The privacy authorities are calling. Is your call centre data GDPR and CCPA compliant?
Every time someone calls your call centre, the conversation is recorded and transcribed into free-text data. This provides your business with a wealth of valuable data to derive insights from. The problem is, the way you are using the data today violates privacy regulations and puts you at risk of nine-figure fines and reputational damage.
Call centres often record and manage extremely sensitive data. For example, at a bank, a customer will provide their name, account number, and the answer to a security question (such as their mother’s maiden name). At a wealth management office, someone may call in and talk about their divorce proceedings. This information is not only incredibly personal, but using it for additional purposes without consent is against the law.
Data is transcribed for training purposes. However, the data is often repurposed. Businesses rely on this data for everything from upselling to avoiding customer churn – not to mention the revenue some earn from selling data.

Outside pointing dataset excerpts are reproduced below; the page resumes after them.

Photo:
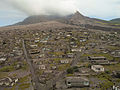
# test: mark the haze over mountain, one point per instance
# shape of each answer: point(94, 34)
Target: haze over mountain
point(76, 19)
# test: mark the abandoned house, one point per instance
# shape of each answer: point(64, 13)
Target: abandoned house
point(77, 82)
point(98, 60)
point(8, 81)
point(42, 67)
point(97, 68)
point(2, 60)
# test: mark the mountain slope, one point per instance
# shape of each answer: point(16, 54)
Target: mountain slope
point(116, 21)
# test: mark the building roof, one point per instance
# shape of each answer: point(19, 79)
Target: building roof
point(101, 57)
point(98, 66)
point(76, 79)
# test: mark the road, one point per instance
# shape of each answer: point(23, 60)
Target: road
point(51, 83)
point(36, 84)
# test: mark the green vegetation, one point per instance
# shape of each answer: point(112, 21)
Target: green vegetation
point(7, 69)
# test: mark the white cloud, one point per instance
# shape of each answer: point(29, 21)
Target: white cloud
point(94, 8)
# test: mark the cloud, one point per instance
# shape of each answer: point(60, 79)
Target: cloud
point(94, 8)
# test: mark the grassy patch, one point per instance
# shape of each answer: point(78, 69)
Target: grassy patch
point(24, 79)
point(7, 69)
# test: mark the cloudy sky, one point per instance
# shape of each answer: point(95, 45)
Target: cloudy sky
point(12, 11)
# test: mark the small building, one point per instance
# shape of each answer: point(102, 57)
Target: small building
point(70, 55)
point(8, 81)
point(77, 82)
point(42, 67)
point(97, 68)
point(64, 61)
point(98, 60)
point(2, 60)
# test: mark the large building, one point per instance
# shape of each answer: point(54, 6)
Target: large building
point(77, 82)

But under GDPR, data cannot be used for additional purposes without the explicit consent of the data subject. To comply with privacy regulations, when data science and analytics are performed on the transcripts, a business must first inform and ask permission for each and every instance of use.

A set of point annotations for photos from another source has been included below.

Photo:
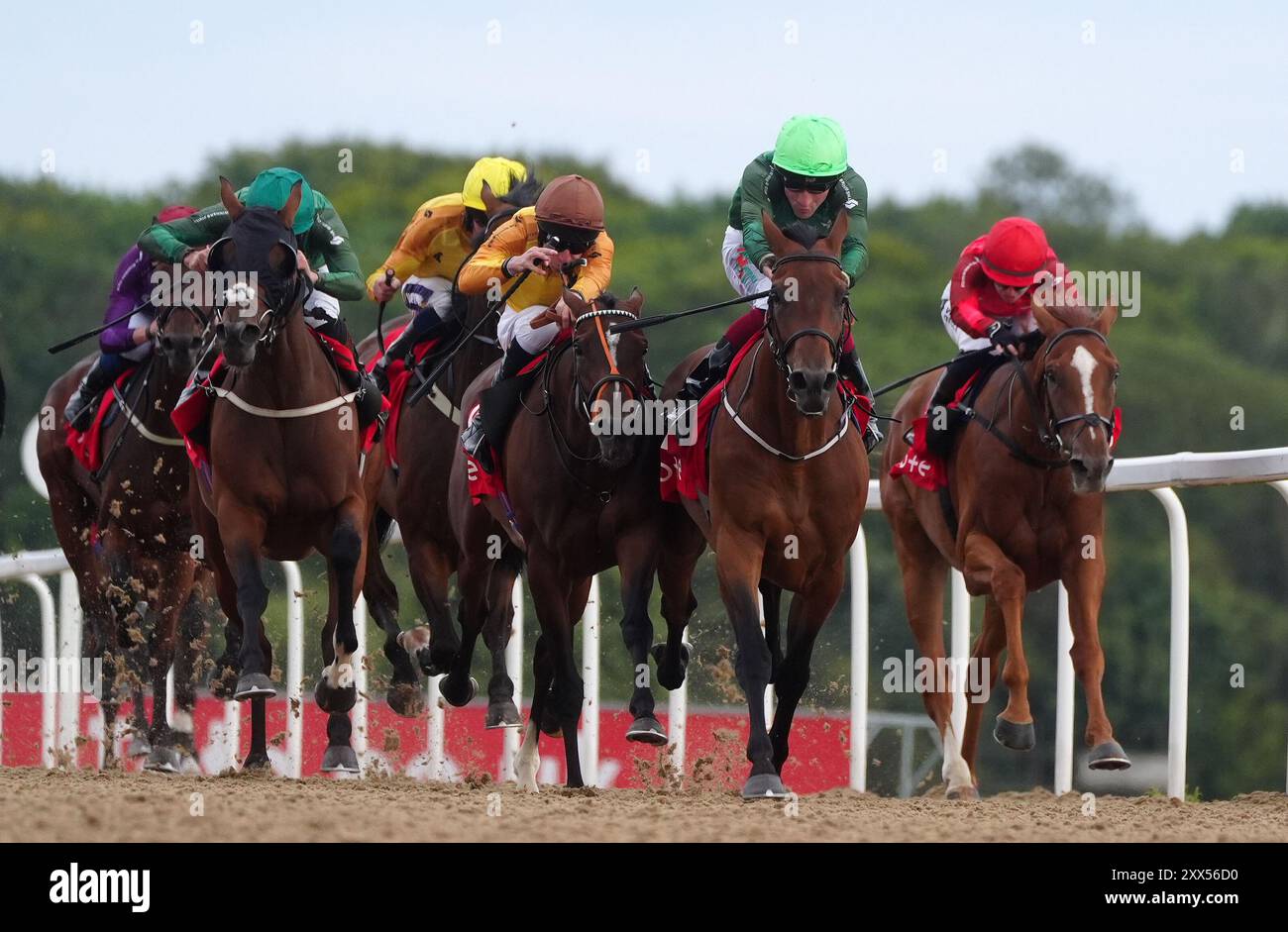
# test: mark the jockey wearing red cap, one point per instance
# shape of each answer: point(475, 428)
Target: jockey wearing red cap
point(988, 303)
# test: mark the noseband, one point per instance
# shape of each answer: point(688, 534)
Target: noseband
point(781, 348)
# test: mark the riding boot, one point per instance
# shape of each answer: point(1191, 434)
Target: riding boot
point(497, 407)
point(851, 369)
point(84, 402)
point(421, 327)
point(707, 372)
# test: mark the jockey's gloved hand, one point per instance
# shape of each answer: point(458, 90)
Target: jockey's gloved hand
point(1004, 338)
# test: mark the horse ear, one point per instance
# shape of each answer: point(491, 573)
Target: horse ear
point(635, 303)
point(836, 239)
point(778, 242)
point(1047, 322)
point(292, 204)
point(1106, 319)
point(228, 196)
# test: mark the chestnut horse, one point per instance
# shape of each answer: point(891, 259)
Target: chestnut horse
point(789, 480)
point(125, 533)
point(416, 497)
point(585, 498)
point(1026, 486)
point(288, 476)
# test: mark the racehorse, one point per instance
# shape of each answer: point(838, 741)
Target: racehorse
point(416, 496)
point(585, 498)
point(288, 473)
point(1026, 493)
point(125, 531)
point(789, 481)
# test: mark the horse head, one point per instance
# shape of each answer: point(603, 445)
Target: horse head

Every time a business asks for permission, they risk requests for data deletion and denials of use that render the transcripts useless. This is because people do not want their data to be exposed, let alone be used to monitor their behaviour.

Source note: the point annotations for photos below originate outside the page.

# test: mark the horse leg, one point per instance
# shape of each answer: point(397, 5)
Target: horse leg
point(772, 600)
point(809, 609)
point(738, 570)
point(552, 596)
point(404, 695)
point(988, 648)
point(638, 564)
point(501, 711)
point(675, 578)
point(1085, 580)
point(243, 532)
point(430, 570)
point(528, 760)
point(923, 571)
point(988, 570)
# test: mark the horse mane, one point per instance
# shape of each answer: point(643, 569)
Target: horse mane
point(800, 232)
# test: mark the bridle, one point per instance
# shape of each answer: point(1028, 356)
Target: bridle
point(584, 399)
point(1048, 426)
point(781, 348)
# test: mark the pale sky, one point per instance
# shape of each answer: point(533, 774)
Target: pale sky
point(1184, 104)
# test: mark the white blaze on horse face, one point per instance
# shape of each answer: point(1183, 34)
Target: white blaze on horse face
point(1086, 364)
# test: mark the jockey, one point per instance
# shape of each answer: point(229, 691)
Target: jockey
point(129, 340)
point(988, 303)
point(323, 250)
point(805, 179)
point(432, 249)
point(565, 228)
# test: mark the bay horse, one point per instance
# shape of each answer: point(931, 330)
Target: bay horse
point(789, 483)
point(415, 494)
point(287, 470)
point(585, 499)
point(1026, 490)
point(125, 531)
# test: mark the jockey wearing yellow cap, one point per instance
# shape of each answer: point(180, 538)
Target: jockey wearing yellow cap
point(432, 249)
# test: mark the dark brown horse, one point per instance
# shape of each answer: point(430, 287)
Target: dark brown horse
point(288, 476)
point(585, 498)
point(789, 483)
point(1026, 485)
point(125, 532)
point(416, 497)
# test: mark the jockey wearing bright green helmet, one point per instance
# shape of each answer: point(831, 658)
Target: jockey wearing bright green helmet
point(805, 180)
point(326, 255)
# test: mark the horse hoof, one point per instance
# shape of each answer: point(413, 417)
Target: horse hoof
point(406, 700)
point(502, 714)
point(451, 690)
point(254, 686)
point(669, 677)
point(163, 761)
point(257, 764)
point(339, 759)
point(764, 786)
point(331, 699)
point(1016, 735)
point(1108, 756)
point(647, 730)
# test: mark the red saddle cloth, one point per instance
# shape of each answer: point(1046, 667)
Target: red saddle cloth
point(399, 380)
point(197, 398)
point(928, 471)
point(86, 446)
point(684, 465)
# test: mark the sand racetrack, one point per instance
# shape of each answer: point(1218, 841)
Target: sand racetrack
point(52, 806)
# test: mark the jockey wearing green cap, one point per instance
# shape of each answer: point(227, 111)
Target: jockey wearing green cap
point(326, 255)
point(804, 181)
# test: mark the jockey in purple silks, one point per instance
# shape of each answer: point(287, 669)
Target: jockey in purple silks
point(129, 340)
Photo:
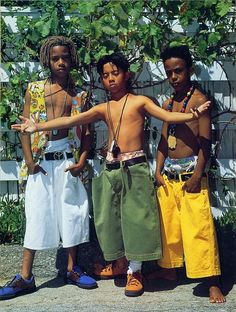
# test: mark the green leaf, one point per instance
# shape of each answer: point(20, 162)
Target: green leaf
point(109, 31)
point(135, 67)
point(214, 37)
point(223, 7)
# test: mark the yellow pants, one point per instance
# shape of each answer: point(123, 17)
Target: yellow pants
point(187, 229)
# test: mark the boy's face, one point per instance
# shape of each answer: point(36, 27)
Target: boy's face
point(113, 78)
point(60, 61)
point(178, 73)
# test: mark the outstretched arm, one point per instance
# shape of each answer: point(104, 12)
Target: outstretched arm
point(174, 117)
point(89, 116)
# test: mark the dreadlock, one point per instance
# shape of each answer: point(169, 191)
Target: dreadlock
point(57, 41)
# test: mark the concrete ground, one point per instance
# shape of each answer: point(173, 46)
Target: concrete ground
point(53, 295)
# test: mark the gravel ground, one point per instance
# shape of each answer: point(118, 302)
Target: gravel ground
point(52, 295)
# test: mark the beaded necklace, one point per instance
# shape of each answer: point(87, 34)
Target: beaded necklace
point(172, 127)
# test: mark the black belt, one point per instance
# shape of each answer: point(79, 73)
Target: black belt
point(57, 156)
point(126, 163)
point(180, 176)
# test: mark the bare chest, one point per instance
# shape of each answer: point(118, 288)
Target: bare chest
point(58, 103)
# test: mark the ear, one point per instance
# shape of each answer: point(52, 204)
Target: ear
point(191, 70)
point(127, 76)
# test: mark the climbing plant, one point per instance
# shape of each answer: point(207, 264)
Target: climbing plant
point(140, 28)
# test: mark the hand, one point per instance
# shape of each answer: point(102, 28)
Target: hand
point(35, 168)
point(198, 112)
point(192, 185)
point(160, 180)
point(75, 169)
point(28, 126)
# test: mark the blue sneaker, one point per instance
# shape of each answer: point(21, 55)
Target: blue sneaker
point(17, 287)
point(77, 277)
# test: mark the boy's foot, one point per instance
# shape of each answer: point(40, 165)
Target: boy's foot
point(134, 286)
point(112, 270)
point(77, 277)
point(167, 274)
point(216, 295)
point(17, 287)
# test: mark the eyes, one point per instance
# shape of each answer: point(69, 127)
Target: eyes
point(176, 71)
point(65, 58)
point(113, 73)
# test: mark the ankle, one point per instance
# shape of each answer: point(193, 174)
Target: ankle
point(27, 276)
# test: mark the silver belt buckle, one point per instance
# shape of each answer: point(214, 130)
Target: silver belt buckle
point(58, 156)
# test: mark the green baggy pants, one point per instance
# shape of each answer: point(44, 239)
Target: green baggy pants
point(126, 213)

However, this does not mean all your transcript data is null and void. Why? Because by anonymizing data, you can protect customer privacy and take data out-of-scope from privacy regulations.
In other words, if you anonymize your call centre data, you can use the transcripts for any purpose.
However, anonymization of this kind of data is more complicated than applying traditional methods of privacy protection, like masking and tokenization. Audio transcripts are unstructured, and so using traditional anonymization methods render the data unusable.
If you use improperly anonymized transcript data for additional purposes, without consent, you will be found in violation of GDPR. This means your business can be fined up to 4% of your revenue. Mistaking partially protected data as anonymized, or hoping manual approaches to de-identification will work, is not legally acceptable. Just ask Google how that turned out for them.
To avoid this, businesses must utilize systematic privacy assessments that quantify the re-identification risk score of their data and establish automated privacy protection based on a predetermined risk threshold. With this, businesses can be certain of the anonymization of their transcripts and perform secondary actions without risking GDPR non-compliance.
State-of-the-art technologies will also enable businesses to measure and reduce the impact of privacy protection on the analytical value of data.
Call centre transcripts are a rich source of customer data that can generate valuable business insights. But blindly using this information can cost your business millions. Use an advanced privacy protection solution to anonymize your transcripts while retaining the analytical value.